El café tiene propiedades mágicas. Domingo, seis tazas. Es posible que sean muchas para una persona. No tantas si consideramos que hace falta leer el periódico completo y llamar a dos o tres amigos que viven en otros husos horarios y actualizarnos sobre hijos y esposos y burocracias internacionales y textos por editar y fiestas a altas horas de la nieve y ciudades lejanas. El café tiene la capacidad, dice mi jefe respecto a mí, de quitarme la cara de dormida. Después, una colega china me aclara que es verdad: la cafeína hace que los tejidos que durante la noche retienen líquido y se hinchan, vuelvan a su volumen original. Así que una taza de café es sólo para guardar las apariencias. Otra más para que arranque el cerebro. Otra sólo porque tengo frío. Los amigos de la edad se escandalizan. Ellos hace mucho que no toman tanto café. Ellos, que se casaron, o se enfermaron de gastritis o dejaron el cigarro o tienen hijos o compraron perros o se hicieron vegetarianos o maratonistas o todas las anteriores. Yo no he hecho nada de eso todavía. Me aferro al tarro. Irresponsable, abro la lata del café todos los días y aspiro un poquito. Controlo la cantidad, vierto el agua, enciendo. Después, casi siempre, a la regadera. Si es un buen día, hay música durante todo el ritual. La inconstancia en la marca es una aventura semanal. Tiene esa cualidad el café de transportarnos. De llevarnos ante una cierta ventana, a un rayo de sol, a una ráfaga de viento en particular, la textura de un sofá o una sábana.

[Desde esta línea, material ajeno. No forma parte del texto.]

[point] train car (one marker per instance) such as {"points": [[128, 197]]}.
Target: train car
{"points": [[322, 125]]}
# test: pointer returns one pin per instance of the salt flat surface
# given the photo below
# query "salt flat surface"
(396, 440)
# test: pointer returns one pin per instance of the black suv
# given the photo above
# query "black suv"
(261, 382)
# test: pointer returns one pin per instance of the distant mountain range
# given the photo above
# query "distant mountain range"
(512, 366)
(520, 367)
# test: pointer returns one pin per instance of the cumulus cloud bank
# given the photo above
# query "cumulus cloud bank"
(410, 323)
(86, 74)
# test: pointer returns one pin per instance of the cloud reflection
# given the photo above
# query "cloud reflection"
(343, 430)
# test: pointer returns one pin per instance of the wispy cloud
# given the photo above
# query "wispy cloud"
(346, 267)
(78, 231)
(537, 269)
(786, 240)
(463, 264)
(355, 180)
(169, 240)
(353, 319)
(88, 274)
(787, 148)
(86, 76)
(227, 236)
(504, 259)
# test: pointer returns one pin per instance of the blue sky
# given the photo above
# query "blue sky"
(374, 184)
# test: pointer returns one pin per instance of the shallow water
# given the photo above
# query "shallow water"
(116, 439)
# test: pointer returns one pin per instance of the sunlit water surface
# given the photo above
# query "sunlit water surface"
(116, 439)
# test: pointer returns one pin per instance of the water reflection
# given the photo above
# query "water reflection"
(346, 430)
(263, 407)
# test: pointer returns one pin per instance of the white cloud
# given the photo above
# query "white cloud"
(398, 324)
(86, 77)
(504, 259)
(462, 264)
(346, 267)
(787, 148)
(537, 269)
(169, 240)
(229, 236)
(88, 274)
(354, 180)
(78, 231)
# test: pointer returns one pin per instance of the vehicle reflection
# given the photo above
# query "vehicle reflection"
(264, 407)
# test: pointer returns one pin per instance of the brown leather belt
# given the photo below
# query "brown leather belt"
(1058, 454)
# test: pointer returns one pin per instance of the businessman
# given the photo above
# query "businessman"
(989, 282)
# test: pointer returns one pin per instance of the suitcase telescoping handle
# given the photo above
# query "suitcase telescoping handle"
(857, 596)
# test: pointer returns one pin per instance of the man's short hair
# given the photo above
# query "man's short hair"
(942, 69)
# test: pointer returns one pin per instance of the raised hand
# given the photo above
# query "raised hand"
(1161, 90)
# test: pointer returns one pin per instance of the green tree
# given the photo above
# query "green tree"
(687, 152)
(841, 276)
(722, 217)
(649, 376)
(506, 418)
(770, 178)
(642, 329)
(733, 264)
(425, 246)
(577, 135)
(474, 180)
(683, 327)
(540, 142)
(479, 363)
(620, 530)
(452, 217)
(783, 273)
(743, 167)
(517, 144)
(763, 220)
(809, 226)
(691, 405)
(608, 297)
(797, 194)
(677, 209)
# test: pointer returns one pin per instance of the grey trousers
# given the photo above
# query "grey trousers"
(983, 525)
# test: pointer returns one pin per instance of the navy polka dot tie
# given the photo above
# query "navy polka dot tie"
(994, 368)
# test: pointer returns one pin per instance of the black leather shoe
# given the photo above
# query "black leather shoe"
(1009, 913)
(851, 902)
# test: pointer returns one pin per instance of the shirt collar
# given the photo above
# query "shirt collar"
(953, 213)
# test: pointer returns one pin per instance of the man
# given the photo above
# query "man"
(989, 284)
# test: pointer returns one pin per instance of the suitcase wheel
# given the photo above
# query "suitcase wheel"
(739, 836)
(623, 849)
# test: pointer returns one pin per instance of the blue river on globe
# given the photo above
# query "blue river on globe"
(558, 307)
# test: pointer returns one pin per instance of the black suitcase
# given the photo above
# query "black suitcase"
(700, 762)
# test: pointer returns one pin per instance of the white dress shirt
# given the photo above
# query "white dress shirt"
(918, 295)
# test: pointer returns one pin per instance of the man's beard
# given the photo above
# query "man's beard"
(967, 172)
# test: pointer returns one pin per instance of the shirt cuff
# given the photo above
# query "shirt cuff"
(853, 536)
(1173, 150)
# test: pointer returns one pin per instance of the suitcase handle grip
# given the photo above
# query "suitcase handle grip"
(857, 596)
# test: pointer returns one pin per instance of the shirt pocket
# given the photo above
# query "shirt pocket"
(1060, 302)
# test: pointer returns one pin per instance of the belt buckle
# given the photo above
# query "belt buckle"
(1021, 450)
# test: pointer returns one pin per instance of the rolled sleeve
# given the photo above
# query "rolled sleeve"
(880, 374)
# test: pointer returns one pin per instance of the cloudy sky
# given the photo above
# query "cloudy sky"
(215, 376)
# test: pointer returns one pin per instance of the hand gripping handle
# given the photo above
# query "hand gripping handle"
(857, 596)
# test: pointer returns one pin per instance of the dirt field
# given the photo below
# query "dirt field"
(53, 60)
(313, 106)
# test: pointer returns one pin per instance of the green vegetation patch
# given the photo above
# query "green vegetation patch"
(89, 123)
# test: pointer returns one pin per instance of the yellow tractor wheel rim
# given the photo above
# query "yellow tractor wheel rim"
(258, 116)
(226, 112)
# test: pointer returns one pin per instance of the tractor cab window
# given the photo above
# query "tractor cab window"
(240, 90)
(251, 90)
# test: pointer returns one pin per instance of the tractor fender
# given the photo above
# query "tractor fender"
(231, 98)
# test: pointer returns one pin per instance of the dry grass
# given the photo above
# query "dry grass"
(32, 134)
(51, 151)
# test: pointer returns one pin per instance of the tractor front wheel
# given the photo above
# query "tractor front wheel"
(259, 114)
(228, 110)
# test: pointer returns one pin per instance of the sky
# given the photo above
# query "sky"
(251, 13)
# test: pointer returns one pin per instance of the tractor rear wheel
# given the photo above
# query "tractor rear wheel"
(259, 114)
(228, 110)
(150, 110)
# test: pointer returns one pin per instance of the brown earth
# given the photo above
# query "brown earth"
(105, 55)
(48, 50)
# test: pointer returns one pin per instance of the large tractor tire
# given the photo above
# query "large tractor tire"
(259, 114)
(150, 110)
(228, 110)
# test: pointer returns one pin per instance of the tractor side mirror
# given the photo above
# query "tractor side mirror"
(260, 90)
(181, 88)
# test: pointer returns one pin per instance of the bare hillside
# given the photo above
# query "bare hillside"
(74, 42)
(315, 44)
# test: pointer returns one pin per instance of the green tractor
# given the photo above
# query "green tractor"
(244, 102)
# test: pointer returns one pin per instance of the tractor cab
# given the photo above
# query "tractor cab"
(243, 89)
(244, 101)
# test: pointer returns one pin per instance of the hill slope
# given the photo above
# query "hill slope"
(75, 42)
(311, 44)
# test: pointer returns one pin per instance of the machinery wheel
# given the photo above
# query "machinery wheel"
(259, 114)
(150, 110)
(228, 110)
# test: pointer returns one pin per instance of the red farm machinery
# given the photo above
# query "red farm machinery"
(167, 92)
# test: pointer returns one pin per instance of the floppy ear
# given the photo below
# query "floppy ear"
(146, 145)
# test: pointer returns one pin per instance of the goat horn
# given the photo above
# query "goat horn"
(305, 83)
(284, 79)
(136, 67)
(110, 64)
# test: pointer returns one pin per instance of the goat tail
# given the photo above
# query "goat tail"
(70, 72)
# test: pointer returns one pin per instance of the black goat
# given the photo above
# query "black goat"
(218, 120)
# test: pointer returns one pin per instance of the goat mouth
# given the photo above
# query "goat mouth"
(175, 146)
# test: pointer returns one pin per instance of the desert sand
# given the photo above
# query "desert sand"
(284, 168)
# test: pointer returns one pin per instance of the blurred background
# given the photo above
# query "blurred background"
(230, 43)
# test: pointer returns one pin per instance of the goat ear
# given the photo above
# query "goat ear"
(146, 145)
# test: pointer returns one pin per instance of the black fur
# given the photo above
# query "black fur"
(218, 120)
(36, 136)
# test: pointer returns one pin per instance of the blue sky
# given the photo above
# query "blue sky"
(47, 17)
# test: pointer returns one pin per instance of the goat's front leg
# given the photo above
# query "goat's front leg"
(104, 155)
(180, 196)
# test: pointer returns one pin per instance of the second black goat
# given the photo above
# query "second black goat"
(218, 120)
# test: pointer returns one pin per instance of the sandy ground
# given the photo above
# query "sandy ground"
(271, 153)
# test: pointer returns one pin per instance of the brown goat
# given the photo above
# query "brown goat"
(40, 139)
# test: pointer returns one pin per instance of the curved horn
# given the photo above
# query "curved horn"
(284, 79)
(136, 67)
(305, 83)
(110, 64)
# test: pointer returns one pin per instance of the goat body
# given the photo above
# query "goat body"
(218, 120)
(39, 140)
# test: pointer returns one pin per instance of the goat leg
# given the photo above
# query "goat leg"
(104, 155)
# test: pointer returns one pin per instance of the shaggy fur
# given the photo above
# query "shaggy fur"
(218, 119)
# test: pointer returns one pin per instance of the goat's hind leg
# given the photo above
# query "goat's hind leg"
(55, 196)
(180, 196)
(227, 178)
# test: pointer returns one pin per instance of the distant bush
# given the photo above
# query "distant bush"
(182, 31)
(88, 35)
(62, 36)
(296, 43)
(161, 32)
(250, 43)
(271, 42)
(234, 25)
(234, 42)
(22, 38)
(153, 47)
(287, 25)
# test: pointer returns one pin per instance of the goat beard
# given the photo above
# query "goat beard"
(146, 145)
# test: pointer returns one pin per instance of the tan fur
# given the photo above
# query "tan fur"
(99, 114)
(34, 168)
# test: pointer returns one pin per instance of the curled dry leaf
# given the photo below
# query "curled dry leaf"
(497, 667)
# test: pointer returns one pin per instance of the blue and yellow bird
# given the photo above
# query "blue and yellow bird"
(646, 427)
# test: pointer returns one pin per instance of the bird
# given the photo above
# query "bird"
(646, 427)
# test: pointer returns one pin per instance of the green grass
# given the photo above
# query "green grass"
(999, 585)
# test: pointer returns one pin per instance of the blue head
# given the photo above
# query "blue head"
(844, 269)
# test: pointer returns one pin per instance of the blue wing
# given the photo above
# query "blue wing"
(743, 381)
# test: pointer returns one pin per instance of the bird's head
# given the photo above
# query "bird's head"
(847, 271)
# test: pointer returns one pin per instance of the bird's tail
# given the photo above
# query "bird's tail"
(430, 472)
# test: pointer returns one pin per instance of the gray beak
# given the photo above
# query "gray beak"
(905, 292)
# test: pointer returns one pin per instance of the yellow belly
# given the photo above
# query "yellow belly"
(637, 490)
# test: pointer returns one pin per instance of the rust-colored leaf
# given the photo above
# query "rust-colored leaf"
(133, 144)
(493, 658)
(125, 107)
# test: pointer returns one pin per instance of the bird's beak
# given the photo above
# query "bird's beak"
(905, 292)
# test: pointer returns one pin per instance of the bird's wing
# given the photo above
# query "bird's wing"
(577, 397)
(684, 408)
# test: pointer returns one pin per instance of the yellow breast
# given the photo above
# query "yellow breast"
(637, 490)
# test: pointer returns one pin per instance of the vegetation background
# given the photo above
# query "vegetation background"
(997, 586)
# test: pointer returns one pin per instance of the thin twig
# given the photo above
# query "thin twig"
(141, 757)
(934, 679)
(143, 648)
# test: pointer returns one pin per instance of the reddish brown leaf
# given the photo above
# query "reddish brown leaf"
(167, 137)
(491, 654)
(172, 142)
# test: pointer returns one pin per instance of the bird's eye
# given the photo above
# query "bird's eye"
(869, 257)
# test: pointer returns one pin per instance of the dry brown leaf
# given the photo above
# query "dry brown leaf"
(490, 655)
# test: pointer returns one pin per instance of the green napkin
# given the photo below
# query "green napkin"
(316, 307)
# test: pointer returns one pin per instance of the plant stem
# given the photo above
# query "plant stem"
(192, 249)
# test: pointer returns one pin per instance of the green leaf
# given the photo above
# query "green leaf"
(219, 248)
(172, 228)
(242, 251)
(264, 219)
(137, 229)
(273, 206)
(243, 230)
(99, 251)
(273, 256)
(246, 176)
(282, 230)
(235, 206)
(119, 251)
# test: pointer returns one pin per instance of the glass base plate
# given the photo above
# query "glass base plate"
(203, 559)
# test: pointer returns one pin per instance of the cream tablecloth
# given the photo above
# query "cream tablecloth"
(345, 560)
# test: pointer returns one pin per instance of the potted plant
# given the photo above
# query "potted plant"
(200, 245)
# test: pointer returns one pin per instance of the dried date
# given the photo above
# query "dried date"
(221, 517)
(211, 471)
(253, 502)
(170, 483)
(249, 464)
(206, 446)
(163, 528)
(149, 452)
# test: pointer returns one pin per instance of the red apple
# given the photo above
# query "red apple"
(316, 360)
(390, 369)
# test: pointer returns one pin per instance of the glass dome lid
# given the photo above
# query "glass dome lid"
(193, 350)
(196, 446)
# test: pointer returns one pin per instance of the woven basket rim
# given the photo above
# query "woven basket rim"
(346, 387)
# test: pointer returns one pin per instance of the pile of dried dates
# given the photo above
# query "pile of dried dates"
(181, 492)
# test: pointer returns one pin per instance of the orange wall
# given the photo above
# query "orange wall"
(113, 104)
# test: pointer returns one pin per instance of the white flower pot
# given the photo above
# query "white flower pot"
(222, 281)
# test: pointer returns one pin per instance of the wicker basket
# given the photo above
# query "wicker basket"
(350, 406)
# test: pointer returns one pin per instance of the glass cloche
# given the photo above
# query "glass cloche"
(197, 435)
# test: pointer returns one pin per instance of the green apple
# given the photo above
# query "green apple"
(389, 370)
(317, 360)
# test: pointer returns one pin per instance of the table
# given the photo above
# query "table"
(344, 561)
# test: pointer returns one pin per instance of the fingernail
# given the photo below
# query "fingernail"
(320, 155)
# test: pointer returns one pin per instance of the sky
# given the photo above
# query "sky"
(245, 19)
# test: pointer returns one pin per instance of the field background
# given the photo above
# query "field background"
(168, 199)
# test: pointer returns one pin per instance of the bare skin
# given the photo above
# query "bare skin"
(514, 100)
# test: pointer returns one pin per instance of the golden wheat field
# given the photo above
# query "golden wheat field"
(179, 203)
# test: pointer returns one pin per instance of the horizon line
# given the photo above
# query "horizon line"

Unos días, cuando me chiflo y le pongo un poquito de jarabe de chocolate, es como estar otra vez buscando tres francos para la máquina, fumando en las escaleras del instituto, seis idiomas despeinados discutiendo filosofía política en bufanda de colores. Algunas veces, es el aroma de la sábana de franela frente al lago congelado, un pedazo de queso brie con mermelada de blueberry. Esas tazas son de besos despreocupados. En ocasiones, la taza me lleva a una escalera de incendios, un sabor agridulce: despertares cargados con una cucharada de dulce de leche para fingir. Cuando más me gusta, el café huele a ladrillo húmedo y centenario y la taza se acomoda junto a un cuadernito o un teclado, mirando la forma que tienen las ramas del árbol ese que reverdece en el cementerio. Hay silencio esos días. La voz deja de estar en mi cabeza, ignorada, silenciada. Infla el pecho, da otro sorbo y me dicta, segura de sí misma: El café tiene propiedades mágicas.

2 Comments:

Blogger blancavg ha dicho...

Si fuera feisbuc, oprimiría "Like" :)

12:44 a.m.  
Blogger Unknown ha dicho...

Escuchando los comentarios sobre blogs me acordé de ti. Espero que estés muy bien. Un abrazo :D

http://www.npr.org/templates/story/story.php?storyId=121823544

9:42 p.m.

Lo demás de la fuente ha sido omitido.